I saw the decade from many perspectives. I’m not sure how much my worldview and my psyche would be different if I’d been born a decade earlier or later, but I suspect quite a bit.

During my long stays in New York City in 1968-69, I looked around and realized people appeared radically different. Styles were in upheaval. There was essentially no dress code, for the first time in my life.

Hippies were a major subculture, wearing tie-dyes and clothes from India and Africa. Long straight hair was the androgynous choice of many young people, except if they were black. The blacks (a new designation) were wearing Afros, and “Black is Beautiful” was the mantra of the times.

Widespread recreational drug use began. The sexual revolution was in its early years. You didn’t need to wait for marriage, a new value for the young people. Their parents definitely did not agree, and that caused many a family rift.

In 1969, I remember thinking that life back in 1960 had more closely resembled my grandmother’s time than it resembled the days I was observing just nine years later. Now that’s transition!

In the ’60s we were making such strides! We were eradicating racism. We were pushing for gender equality. We were thumbing our noses at materialism and corporate greed. We were rejecting the tight strictures of dress codes and excessive morality and unquestioned societal dictates. We were burning our bras. We were enacting exciting civil rights legislation that was making discrimination of most kinds illegal, and we were enforcing it.

But the biggest influence was the Vietnam War. I often wonder if that war was the cause of the changes, or if it just added to a movement that had its own momentum.

In New York City, faculties of colleges and universities were buying full-page ads in the New York Times explaining why the war in Vietnam was morally wrong. I was personally very against the war and would have done anything to end it.

But I loved our troops, hated what they had to endure and wanted only the best for them. My junior high students wrote to our soldiers over there as a continuing class project, and the soldiers wrote back.

I’ve heard younger adults say, “Our people were ambivalent about the Vietnam War.” Only someone who hadn’t lived in the ’60s would say that. No one was remotely ambivalent. We all had passionate views on it, unfortunately we were at polar opposites, and that was tearing our country apart.
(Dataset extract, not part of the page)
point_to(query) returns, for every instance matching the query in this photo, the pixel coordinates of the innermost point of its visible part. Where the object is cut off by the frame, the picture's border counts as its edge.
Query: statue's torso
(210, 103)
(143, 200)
There were demonstrations that turned into riots, and occasionally people were killed in our streets and on our campuses.

About half the nation thought, apparently for the first time, that it is not “my country right or wrong,” but instead it is a personal moral decision whether or not to support a war.

And we had assassinations. The big three (Kennedy, King and Kennedy) were probably not tied directly in any way to the Vietnam War but certainly added to the violent climate and edginess of the decade.

In one of my favorite “Law and Order” episodes, a woman who committed a crime in the ’60s and had been living underground ever since, was finally going to jail. The assistant district attorney ended the show by saying, “She will be out by 2010. Maybe the ’60s will be over by then.”

I think the ’60s won’t be over until all of us who lived it are gone.

But I sure hope the strides we made aren’t gone. I shake my head to read that racism has reared its ugly head on college campuses. I cannot believe women still aren’t leading our country, corporations and colleges in equal numbers compared to men.

And once again we are in a war that is deeply dividing our country.

But I have also heard that tremendous leaps in human consciousness are made at the millennium times, the decades right before and right after the change of a millennium. I am counting on that being the case. I hope that racism and sexism, and bigotry of any kind, are taking their last gasps during this decade!

And I hope, pray and work for humanity’s ability to move past war as an option. I know there are terrorists. But if for the last century the “first world” countries had communicated effectively and listened diligently, and had policies sensitive to all the different cultures and religions of our earth, maybe the terrorists of today wouldn’t be terrorists at all.

We need some more times of transition to head us in the right direction.